Sounds like its going to be a good trip. Layout boat hunting is unbelievably productive in my experience. Also sounds like a good guide....has a backup plan that is intriguing instead of a hope and a prayer back up plan.
Posted by smoked hog
Arkansas
Member since Nov 2006
1892 posts
Posted on 11/7/24 at 8:21 am to
quote:

I will probably be taken to task but I like scaup LOL


Oh I love them, they are the spoonies of the divers. Always there to keep you from getting skunked. Its just that we kill so dang many, I'm going to be holding out for something different.
Posted by SmoothBox
Member since May 2023
2685 posts
Posted on 11/7/24 at 10:46 am to
It’s interesting. The best way to do it is to have your gun shouldered while laying down so you just have to sit up, take safety off and shoot.

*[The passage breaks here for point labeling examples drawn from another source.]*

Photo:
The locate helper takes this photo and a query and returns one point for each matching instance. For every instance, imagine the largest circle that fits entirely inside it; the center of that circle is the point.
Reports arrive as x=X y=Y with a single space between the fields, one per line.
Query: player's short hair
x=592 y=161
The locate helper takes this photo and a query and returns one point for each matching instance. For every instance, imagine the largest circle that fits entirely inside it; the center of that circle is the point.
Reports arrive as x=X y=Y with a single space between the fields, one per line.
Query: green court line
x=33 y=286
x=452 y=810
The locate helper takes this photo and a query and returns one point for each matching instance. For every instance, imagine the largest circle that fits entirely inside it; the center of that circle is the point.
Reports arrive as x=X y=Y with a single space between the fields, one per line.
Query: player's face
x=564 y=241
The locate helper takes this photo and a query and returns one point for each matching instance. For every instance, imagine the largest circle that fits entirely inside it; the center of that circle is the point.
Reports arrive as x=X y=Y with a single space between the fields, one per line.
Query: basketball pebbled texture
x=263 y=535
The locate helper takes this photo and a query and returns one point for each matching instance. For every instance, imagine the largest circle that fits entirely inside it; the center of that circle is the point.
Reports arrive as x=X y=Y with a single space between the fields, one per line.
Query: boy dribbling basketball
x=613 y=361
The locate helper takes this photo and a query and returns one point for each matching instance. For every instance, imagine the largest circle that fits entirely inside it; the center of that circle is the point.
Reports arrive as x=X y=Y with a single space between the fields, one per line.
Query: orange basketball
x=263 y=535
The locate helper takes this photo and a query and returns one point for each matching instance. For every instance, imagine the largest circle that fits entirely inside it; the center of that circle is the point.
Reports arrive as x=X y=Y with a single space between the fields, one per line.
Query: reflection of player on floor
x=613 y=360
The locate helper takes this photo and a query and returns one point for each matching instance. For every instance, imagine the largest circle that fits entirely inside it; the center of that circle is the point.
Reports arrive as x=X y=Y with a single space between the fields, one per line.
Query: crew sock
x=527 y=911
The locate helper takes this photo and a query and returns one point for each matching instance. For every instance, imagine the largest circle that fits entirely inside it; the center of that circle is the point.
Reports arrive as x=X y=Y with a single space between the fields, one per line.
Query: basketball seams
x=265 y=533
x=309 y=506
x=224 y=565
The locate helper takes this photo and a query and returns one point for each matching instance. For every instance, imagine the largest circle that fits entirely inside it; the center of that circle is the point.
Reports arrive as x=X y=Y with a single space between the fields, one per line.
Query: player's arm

It will probably take a few goes to get used to shooting the water movement, the bouncing from the waves is weird. It’s a good time and those birds fly extremely fast especially if they can catch the wind.
Posted by BillyGibbons
St. Somewhere
Member since Mar 2020
787 posts
Posted on 11/7/24 at 2:19 pm to
What model Gheenoe do you have and is it setup special for layout hunting?

I’ve been thinking about getting one to get my son and I on the water more and have the option to hunt skinny marsh sounds pretty good.